Q: We live in Clayton County, Georgia, where the housing market is still not good. Our home was worth $200,000 in 1999 now it is worth $51,000. We still owe $101,000 on a first mortgage and $19,000 on a second mortgage.

We have been trying to get a lower rate for a year with our bank. Our current interest rate is 6.75 percent. My husband and I both have excellent credit. We are thinking about buying a condominium in Florida and walking away from our home. We don’t want to do that but it looks like it might be our only way out.

Every lender says we’re too upside down. My husband is over 80 years old and has a permanent workers’ compensation from the federal government. What are your thoughts?

A: Yuck. That’s about the only way to sum up how we feel about your situation. We feel for you.

The problem is, there is no easy solution. While there is talk about the rebounding real estate market, you’re so far underwater that it’s unlikely that any rebound in the near future will increase your property values by about 120 percent, or enough to bring you whole.

Those low interest rates offered by lenders sure aren’t going to help you. With your fixed income and owing more than double what your home is worth, we don’t know of lenders that would be willing to help you out. While you might qualify under some of the government programs, we have heard that few borrowers actually get loan modifications that really work for them, if they even get one.

Depending on when you obtained your two mortgages, the impact of any loan modification may change. If you’ve had your main loan for 15 years, your monthly payment now is mostly going to pay down principal. However, the real issue is probably not the loan modification or a new loan. Even if you were able to refinance both loans into one loan at 4 percent, you’d still have debt of about $120,000 on a home worth less than half that amount.

At the age of 80 and now thinking about moving from a home to a condominium in Florida, the decision you need to make is whether to stay and keep this home or sell it and move to Florida. Whether you sell now or in a couple of months, it’s unlikely that your home’s value will increase enough to cover the loan and closing costs.

What you are looking at is a short sale. A situation where you sell your home for less than the home is worth. If you have the money to cover the shortage, you don’t need your lender’s consent for the sale. You’d have to come to the closing with the funds necessary to pay everybody off.
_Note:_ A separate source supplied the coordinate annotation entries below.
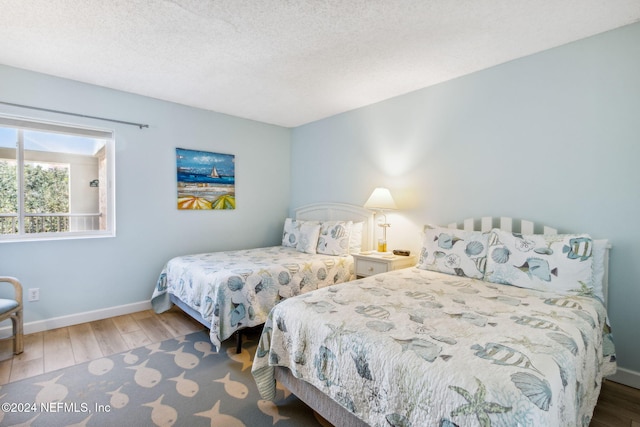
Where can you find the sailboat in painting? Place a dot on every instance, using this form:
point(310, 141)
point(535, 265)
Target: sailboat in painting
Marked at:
point(205, 180)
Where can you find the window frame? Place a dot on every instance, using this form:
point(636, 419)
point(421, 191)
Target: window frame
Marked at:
point(40, 125)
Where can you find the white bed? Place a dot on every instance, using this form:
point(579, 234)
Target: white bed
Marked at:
point(451, 343)
point(232, 290)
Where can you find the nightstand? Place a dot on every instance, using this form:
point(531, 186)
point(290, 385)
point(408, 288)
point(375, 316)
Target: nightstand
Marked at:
point(375, 263)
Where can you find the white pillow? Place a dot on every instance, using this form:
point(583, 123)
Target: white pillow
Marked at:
point(560, 262)
point(453, 251)
point(308, 237)
point(355, 239)
point(291, 231)
point(334, 237)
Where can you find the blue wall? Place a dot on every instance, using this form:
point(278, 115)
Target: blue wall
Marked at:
point(553, 137)
point(76, 276)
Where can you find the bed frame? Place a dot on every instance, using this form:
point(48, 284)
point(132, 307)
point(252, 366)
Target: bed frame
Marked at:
point(338, 415)
point(317, 212)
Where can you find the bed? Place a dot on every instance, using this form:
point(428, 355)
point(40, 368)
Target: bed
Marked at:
point(499, 326)
point(231, 290)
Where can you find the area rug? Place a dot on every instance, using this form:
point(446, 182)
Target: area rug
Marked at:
point(181, 382)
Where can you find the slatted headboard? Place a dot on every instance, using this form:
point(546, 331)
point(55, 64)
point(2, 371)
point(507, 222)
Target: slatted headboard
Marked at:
point(340, 212)
point(485, 224)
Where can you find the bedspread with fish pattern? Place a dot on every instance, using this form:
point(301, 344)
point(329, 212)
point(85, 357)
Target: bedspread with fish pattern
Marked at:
point(420, 348)
point(236, 289)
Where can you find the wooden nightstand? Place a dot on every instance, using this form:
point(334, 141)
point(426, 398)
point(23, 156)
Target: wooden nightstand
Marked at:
point(374, 263)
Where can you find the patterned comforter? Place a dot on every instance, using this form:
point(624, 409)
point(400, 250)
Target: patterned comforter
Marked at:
point(420, 348)
point(237, 289)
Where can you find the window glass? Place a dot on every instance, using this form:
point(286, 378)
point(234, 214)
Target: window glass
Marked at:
point(55, 181)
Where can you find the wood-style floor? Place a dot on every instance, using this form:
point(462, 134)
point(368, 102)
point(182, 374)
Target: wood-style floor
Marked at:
point(59, 348)
point(619, 405)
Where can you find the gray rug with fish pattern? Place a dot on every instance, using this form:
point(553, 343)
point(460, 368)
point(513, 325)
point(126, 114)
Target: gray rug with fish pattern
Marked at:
point(180, 382)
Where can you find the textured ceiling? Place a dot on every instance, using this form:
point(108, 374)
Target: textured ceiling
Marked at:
point(287, 62)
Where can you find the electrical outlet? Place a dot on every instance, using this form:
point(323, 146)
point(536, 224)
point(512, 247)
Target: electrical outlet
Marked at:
point(34, 294)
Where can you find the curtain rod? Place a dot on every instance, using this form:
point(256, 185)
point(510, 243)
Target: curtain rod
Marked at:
point(140, 125)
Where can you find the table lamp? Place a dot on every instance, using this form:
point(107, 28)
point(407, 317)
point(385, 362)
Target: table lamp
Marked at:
point(381, 201)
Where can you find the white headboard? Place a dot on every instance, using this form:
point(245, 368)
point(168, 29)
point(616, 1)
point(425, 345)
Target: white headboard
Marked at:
point(486, 223)
point(340, 212)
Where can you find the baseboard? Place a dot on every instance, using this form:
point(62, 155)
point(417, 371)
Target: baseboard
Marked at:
point(87, 316)
point(626, 377)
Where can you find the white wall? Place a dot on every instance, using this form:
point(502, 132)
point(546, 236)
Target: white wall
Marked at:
point(76, 276)
point(552, 137)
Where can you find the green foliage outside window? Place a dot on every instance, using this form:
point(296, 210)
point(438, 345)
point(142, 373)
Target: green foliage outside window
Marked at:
point(46, 191)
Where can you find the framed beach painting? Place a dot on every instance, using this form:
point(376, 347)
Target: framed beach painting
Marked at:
point(205, 180)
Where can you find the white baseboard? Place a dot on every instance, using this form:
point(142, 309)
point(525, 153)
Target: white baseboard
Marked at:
point(626, 377)
point(87, 316)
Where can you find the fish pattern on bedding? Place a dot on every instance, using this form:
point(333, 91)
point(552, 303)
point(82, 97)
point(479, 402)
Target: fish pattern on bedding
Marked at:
point(421, 348)
point(236, 289)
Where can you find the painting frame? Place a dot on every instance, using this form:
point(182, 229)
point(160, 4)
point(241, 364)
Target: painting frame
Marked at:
point(205, 180)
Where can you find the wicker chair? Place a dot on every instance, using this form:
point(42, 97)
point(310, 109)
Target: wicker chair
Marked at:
point(12, 309)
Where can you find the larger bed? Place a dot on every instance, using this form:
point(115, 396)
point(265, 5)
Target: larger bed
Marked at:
point(232, 290)
point(494, 328)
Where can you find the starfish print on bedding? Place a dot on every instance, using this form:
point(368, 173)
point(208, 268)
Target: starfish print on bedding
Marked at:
point(477, 405)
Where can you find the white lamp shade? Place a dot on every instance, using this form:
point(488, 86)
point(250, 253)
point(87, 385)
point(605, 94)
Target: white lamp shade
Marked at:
point(380, 199)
If you don’t have that kind of money, then you’d have to consider the lender-approved short sale route. If your two lenders agree to the short sale, you can move on with your life and leave the home to new buyers.

Your current lenders have two options. One option would have them wipe any deficiency you owe them clean. That would mean that the lender wouldn’t get paid off in full but any amount remaining would be forgiven by the lender.

The other option is that the lender (or one of the lenders) refuses to wipe the debt clean and could still come after you or send your loan to a collection agency. You should also know that your credit score will take a big hit as a result of the short sale. However, getting on with your life might be more important at this stage than having a great credit score. After a couple of years, your credit score should recover.

If the lender does send your debt to a collection agency, the collection agency could sue you for the amount owed. With that judgment, the collection agency could try to go after your assets. While retirement assets are protected, any other assets, such as bank accounts and cars owned by you, could be used to pay off the debt.

While we know there may be lenders out there aggressively collecting debts, we have anecdotal evidence suggesting that lenders have bigger issues these days than trying to collect on a debt of the size you might owe after a short sale.

Your instinct to buy a new condo in Florida and then let this house go into foreclosure might be the right move for you. Again, your credit will take a big hit for a few years, but if you don’t need credit to buy anything, it should be fine.

Or, you could buy the new property and then rent this one out as long as you can cover all of your expenses, and then some.

Sounds like you need to put all of your options on the table and create a pros/cons list and then decide as objectively as you can which direction is the right one for you.